The request includes $6.2 billion for mental-health, up 5.3 percent from current levels. VA will use the additional funding to conduct more outreach and screenings, better address post-traumatic stress disorder and enhance programs that reduce the stigma of seeking mental-health care, officials said.
The budget also will fund expanded gender-specific care for women veterans and medical research focusing on traumatic brain injury, suicide prevention, PTSD and other needs, officials reported.
New funding in the 2013 budget request, officials said, will help veterans prepare for and secure jobs, building on a national program that includes tax credits for employers, corporate hiring pledges, job fairs and other initiatives.

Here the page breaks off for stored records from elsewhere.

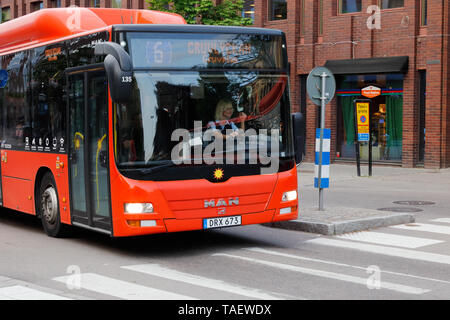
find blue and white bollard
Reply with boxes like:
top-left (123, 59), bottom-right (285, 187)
top-left (314, 129), bottom-right (331, 189)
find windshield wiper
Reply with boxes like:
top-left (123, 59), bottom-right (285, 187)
top-left (139, 161), bottom-right (176, 174)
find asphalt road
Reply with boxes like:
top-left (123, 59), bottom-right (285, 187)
top-left (0, 202), bottom-right (450, 300)
top-left (0, 165), bottom-right (450, 308)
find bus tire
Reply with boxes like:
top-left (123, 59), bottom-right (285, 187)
top-left (37, 172), bottom-right (68, 238)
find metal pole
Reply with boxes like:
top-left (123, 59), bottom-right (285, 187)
top-left (318, 72), bottom-right (328, 211)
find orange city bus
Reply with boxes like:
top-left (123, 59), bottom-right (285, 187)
top-left (0, 8), bottom-right (302, 237)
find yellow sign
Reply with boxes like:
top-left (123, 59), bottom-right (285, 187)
top-left (356, 102), bottom-right (370, 141)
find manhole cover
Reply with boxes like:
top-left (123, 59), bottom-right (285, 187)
top-left (377, 207), bottom-right (423, 212)
top-left (393, 200), bottom-right (435, 206)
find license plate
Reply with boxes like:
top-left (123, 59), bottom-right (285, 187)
top-left (203, 216), bottom-right (242, 229)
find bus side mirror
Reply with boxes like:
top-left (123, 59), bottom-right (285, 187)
top-left (94, 42), bottom-right (133, 103)
top-left (292, 112), bottom-right (305, 164)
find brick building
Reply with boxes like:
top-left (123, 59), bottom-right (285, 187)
top-left (255, 0), bottom-right (450, 168)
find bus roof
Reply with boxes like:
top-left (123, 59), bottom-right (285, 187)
top-left (0, 7), bottom-right (186, 51)
top-left (113, 24), bottom-right (283, 36)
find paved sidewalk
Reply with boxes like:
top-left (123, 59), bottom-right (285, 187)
top-left (270, 163), bottom-right (450, 235)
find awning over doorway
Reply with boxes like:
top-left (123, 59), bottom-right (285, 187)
top-left (324, 56), bottom-right (409, 74)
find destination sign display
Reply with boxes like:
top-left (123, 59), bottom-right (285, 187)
top-left (127, 33), bottom-right (285, 69)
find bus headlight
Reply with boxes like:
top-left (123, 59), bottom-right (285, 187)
top-left (124, 203), bottom-right (153, 214)
top-left (281, 190), bottom-right (297, 202)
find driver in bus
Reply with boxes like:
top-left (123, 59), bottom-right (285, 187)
top-left (207, 99), bottom-right (247, 139)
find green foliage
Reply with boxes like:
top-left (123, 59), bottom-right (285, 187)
top-left (147, 0), bottom-right (252, 26)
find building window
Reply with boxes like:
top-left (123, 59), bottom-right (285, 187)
top-left (1, 7), bottom-right (11, 23)
top-left (242, 0), bottom-right (255, 21)
top-left (48, 0), bottom-right (61, 8)
top-left (336, 73), bottom-right (403, 162)
top-left (339, 0), bottom-right (362, 13)
top-left (300, 0), bottom-right (306, 36)
top-left (30, 1), bottom-right (44, 12)
top-left (269, 0), bottom-right (287, 20)
top-left (420, 0), bottom-right (428, 26)
top-left (380, 0), bottom-right (405, 9)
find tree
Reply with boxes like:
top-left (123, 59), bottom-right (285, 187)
top-left (147, 0), bottom-right (253, 26)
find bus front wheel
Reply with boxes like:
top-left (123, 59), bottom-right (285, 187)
top-left (38, 172), bottom-right (67, 238)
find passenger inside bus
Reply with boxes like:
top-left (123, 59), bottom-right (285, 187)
top-left (207, 99), bottom-right (247, 139)
top-left (121, 113), bottom-right (144, 162)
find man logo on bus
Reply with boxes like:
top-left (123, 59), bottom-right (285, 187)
top-left (214, 168), bottom-right (224, 180)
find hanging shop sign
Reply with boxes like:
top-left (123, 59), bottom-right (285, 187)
top-left (361, 86), bottom-right (381, 99)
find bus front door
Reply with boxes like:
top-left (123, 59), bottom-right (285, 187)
top-left (67, 65), bottom-right (112, 234)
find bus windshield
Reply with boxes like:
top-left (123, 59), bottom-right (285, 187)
top-left (114, 33), bottom-right (293, 178)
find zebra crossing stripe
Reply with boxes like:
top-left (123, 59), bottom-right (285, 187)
top-left (214, 253), bottom-right (430, 294)
top-left (0, 285), bottom-right (71, 300)
top-left (53, 273), bottom-right (195, 300)
top-left (121, 264), bottom-right (293, 300)
top-left (431, 218), bottom-right (450, 223)
top-left (335, 231), bottom-right (444, 249)
top-left (390, 223), bottom-right (450, 234)
top-left (306, 238), bottom-right (450, 264)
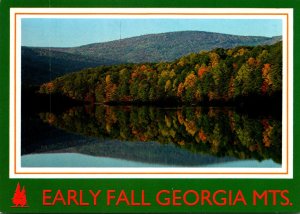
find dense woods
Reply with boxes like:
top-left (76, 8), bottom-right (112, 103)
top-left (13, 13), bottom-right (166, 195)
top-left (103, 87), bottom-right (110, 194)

The budget request will cover Post-9/11 GI Bill educational benefits for an estimated 606,000 service members, veterans and family members during fiscal 2013, officials said. A separate funding increase of $9 million would expand the “VetSuccess on Campus” program from 28 college campuses to 80 to provide outreach and supportive services for about 80,000 veterans transitioning from the military to college.
Meanwhile, VA’s vocational rehabilitation and employment program will expand services to wounded, ill and injured service members to ease their transition to civilian life, officials said. Program participants are expected to increase from 108,000 in fiscal 2011 to 130,000 next fiscal year.
The budget request proposes $1 billion over five years for a Veterans Job Corp. This effort, projected to put 20,000 veterans to work, would leverage military-acquired skills for jobs protecting and rebuilding U.S. public lands.
Shinseki said VA and the Defense Department are collaborating better than ever before to ensure a smoother transition from the military to VA-assisted ranks.
A task force that blends both departments’ expertise is exploring ways to improve transition assistance programs and weave health care, employment, education and entrepreneurship offerings into them. The idea, Shinseki explained, is to put transitioning service members “on a vector to that next phase of their lives, as opposed to the uniform coming off and then having them ask the question, ‘What am I going to do now?’”
The goal, he said, is to gear transition assistance programs toward providing veterans “a clear set of choices,” that both departments can help support.
Shinseki noted other areas where the close DOD-VA partnership already is helping service members and their families and veterans. VA is the insurer for everyone in the military carrying Servicemembers Group Life Insurance. VA administers Post-9/11 GI Bill benefits for service members and their families as well as veterans. VA hospitals already provide specialized care to many active-duty patients.
“So the connection is there,” Shinseki said. “And I want all service members and their families to understand that we are there for them, and that is our only mission.”